I am trying to implement a Pooling layer which outputs two tensors, a pooling tensor and a pooling mask tensor, since I need the pooling mask (containing the max indices) as an input of an Upsample layer (which is a custom layer too). I am using the sample plugins as a reference, in particular the Face-Recognition example from https://github.com/AastaNV/Face-Recognition.
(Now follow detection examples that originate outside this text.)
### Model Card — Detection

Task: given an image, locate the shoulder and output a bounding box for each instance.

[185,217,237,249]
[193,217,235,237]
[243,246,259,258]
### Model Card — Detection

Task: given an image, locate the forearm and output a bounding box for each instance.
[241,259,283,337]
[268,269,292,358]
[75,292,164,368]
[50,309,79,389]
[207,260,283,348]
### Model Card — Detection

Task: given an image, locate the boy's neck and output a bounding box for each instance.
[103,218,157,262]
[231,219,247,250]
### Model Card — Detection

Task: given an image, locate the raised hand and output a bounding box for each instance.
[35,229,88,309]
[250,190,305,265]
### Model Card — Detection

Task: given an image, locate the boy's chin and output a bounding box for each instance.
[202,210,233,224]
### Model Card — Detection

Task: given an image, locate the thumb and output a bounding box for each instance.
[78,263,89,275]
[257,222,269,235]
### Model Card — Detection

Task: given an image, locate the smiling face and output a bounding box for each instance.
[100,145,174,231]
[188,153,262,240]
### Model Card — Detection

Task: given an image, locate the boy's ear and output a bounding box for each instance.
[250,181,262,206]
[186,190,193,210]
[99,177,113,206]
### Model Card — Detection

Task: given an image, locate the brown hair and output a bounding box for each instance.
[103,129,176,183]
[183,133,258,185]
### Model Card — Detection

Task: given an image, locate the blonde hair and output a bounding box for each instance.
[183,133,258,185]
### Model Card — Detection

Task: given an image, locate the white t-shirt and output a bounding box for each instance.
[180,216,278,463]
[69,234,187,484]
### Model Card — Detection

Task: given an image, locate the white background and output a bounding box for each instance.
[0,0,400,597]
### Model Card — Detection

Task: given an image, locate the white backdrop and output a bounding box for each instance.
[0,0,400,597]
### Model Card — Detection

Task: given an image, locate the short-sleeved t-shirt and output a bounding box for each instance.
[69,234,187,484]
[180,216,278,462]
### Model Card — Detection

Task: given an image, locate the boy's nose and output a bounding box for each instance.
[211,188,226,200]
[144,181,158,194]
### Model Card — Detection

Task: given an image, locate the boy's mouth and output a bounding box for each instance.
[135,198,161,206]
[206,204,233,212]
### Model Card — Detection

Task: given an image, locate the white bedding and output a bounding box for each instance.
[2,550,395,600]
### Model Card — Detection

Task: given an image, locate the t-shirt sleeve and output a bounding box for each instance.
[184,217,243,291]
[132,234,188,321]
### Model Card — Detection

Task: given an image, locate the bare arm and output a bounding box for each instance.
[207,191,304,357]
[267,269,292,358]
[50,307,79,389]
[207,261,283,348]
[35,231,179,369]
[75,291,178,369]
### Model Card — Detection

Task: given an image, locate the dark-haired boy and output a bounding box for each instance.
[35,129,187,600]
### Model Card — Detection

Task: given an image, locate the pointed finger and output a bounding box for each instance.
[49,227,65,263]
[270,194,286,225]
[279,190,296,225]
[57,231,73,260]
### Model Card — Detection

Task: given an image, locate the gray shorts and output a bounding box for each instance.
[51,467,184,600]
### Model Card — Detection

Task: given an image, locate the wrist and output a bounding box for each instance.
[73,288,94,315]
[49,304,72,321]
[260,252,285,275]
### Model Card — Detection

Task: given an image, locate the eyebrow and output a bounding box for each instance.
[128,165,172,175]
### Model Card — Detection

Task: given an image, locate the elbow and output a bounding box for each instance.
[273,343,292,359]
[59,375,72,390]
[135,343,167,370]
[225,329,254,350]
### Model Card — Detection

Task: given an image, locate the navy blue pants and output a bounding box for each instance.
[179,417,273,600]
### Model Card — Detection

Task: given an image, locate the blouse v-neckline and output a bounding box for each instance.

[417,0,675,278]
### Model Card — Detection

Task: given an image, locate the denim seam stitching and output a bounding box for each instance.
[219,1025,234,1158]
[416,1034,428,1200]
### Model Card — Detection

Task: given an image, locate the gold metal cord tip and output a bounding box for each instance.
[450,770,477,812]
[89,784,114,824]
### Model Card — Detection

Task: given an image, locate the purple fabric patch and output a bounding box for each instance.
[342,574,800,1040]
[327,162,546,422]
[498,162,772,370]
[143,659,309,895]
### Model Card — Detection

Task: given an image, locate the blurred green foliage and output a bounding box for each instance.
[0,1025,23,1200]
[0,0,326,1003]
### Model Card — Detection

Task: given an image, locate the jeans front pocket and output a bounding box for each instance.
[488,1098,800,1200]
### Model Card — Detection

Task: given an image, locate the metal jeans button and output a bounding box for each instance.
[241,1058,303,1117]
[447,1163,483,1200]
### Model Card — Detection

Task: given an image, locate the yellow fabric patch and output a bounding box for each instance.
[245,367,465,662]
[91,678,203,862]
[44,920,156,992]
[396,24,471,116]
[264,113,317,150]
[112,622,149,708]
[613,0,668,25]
I have an issue concerning the casting of the inputs in the enqueue function (IPlugin), in the example from AastaNV we can find:
int DataRoiLayer::enqueue(int batchSize, const void*const *inputs, void** outputs, void*, cudaStream_t stream)
{
float* bbox = (float*)inputs[1];
int srcSize[] {dimsData.c(), dimsData.h(), dimsData.w()};
int dstSize[] {dimsRoi.c(), dimsRoi.h(), dimsRoi.w()};
int roi[] = { int(bbox[0]+0.5), int(bbox[1]+0.5), int(bbox[2]+0.5), int(bbox[3]+0.5)}; //rounding
convertROI((float*)inputs[0], (float*)outputs[0], nullptr, srcSize, dstSize, roi, stream);
return 0;
}
So he/she casts the input to a float* and then simply treats bbox as a vector.
In my code I do the same:
int enqueue(int batchSize, const void*const *inputs, void** outputs, void*, cudaStream_t stream)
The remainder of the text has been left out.